Your father was Ervil LeBaron, a polygamist cult leader who had 13 wives, more than 50 children, and has been described as the Mormon Charles Manson for his involvement in numerous murders. How would you describe him?
He was mentally ill. Had he gotten the mental health care that he needed at an early age, we wouldn’t even be having this conversation because I probably wouldn’t exist. The couple of times I got to be with him, it was all about him.
Your memoir, The Polygamist’s Daughter, recounts a childhood spent on the run. Why did your mother and her sister-wives repeatedly move you and your siblings?
When I was 3, my dad ordered the first hit on his own brother, Joel LeBaron. From that time on until I ran away, when I was 13, we lived life on the run trying to stay ahead of the law. It was the FBI raiding our houses. If we were in Mexico, it was the Mexican police.
The opening scene of the book takes place on your driveway in Dallas, when you were 7. Why did you choose that moment?
I’ve been through a lot of counseling, and I always thought that the emotional distress that has been a part of my life for a long time started when I was 7 and sent to Mexico shortly after my mom left that day. Separated from my mom for all that time, that’s when life shifted for me. I’m going to get emotional talking about it. The counselor that I’ve been working with recently specializes in post-traumatic stress, and when she let me know that she was seeing anxiety triggered by post-traumatic stress, it was like, oh, wow, well that makes sense.
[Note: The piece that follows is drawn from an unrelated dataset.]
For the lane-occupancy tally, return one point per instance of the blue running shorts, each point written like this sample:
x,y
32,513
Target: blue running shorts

You were sent to Mexico as child to audition as a potential wife for a man named Rafael. Did your mom talk to you about that before she left?
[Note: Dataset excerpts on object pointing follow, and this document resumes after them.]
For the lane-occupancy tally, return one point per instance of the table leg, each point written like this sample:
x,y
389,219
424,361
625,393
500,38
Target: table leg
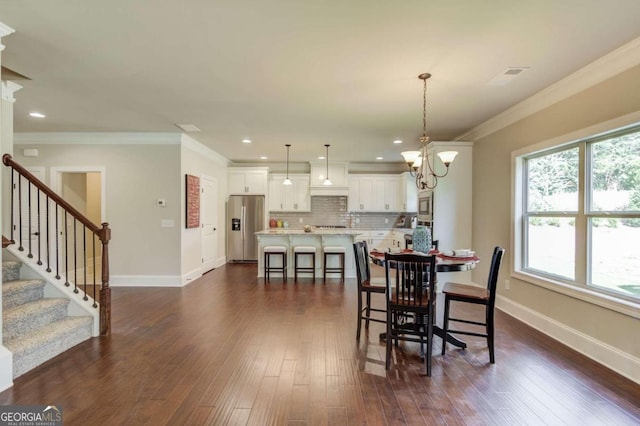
x,y
449,338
It was just a matter of fact. One day we would be somebody’s wife, and we knew it.
Did you or your siblings ever say, wow, this seems like a terrible plan?
You’re taught to not create problems or cause waves and to accept what’s happening. The ones who didn’t were beaten.
When you were 13, you literally walked away from your mother—for miles—to go live with an older sister, Lillian, who was on the fringes of the cult. How were you able to leave?
I had a lot of bitterness of soul about the injustices that happened in Denver. In Denver, we were dumpster diving in Goodwill boxes for clothes and behind grocery stores for food. When we moved to Houston, we were under Lillian and her husband Mark’s authority. We actually had a life that was stable and consistent. I felt cool in my Gloria Vanderbilt jeans that I was able to save up and buy. And then, gosh, you find out your mom’s going to go back to Denver to the hellhole and the squalor. Something just rose up in me. It was like, No, not this girl.
On June 27, 1988, the infamous “4 O’Clock Murders” took place, when people were killed simultaneously across Texas on the anniversary of Mormon founder Joseph Smith’s martyrdom. One of your brothers was killed in Irving. Mark was shot and killed at his used appliance store in Houston. Were you still living with him and Lillian at the time?
Yes. I was supposed to be at work with Mark that day, and I would have been killed by my own brother, my full-blooded brother. He’s currently serving a life sentence in prison.
Considering the chaos of your childhood, what was your biggest goal for your own children, who are now grown?
Having all five of my kids graduate from Guyer High School in Denton is probably one of my proudest accomplishments. After the life that I knew growing up, I just wanted to be able to give my children that stability, roots, a place to call home. A hometown.
The Polygamist’s Daughter (Tyndale Momentum) was published March 21.